Hamburg Filmfest Review 2014: JAUJA Is A Mystic Paradise Of Fiction

jackie-chan
Contributor; Austria
Hamburg Filmfest Review 2014: JAUJA Is A Mystic Paradise Of Fiction
If there were any remaining questions about the status of Lisandro Alonso as one of the most important and brave contemporary filmmakers, Jauja answers them all. With a star like Viggo Mortensen as a magnet for those who otherwise would not dare to look, Jauja is at the same time a change and an ongoing search for the Argentine filmmaker.

It is a change insofar as Alonso plunges a little bit more into narrative and gives more room for dialogue than in his previous work. The film is set at the end of the 19th century in the Patagonian desert. We observe a group of soldiers and surveyors who are fighting or have fought a war against indigenous inhabitants in order to conquer the land.

Mortensen is Captain Dinesen, an existentialist with a daughter named Ingeborg. They are Danish. She tells him that the void of the desert fills her. He tries to protect or of the greedy glances of his company.

Nevertheless she falls for one of them and runs off with him into the void. Dinesen knows about the dangers of the desert, dresses himself in a remarkable scene und follows them. Here Alonso gets into his auteuristic-terrain. Lonely men in beautiful, mysterious places, strange animals and happenings, solitude and silence.

An odyssey of hypnotic beauty emerges. With Alonso it is always about deformation: Something is not right, something which we cannot understand but which is fascinating to look at. Often the characters look at things very concentrated as if they need to figure out just like we do.

The slow movement of Dinesen on his horse through the desert is one of strange and dangerous happenings and meetings. Jauja is a film with a mesmerizing eye for space. There is always something going on in the background or off-screen, something that we try to grasp but never will.

Alonso is a filmmaker who shows the mysteries of cinema. Jauja is poetry of time and space, words and images. Somehow the film is closer to the work of Albert Serra than to his own previous films like La libertad or Los muertos. Both filmmakers have collaborated on a exchange dialogue project a few years back. An absurdist notion of contemplative strangeness unites them both.

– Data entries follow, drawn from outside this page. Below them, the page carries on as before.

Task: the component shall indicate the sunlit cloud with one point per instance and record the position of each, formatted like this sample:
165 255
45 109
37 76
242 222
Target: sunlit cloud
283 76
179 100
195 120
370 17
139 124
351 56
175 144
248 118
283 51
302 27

It is not that Alonso's previous work was that different but in Jauja he plays a bit more with the audience. He is more cynic, more intellectual, more playful.

The film is also full of surprises and even twists. Jauja, which is the name of a lost paradise, is about the fiction itself. Alonso who was praised as one of the leading figures of a so-called nonfiction movement gives a dry and almost absurd comment to the fact that all films are fiction.

Not only does cinematographer Timo Salminen film in 4:3 aspect ratio with rounded edges but there are also different layers to the story told. It is almost a buñuelian dreamland. Characters will age, there will be music (composed by Viggo Mortensen himself), animals that miss us, not even the sky can be trusted. What a trip!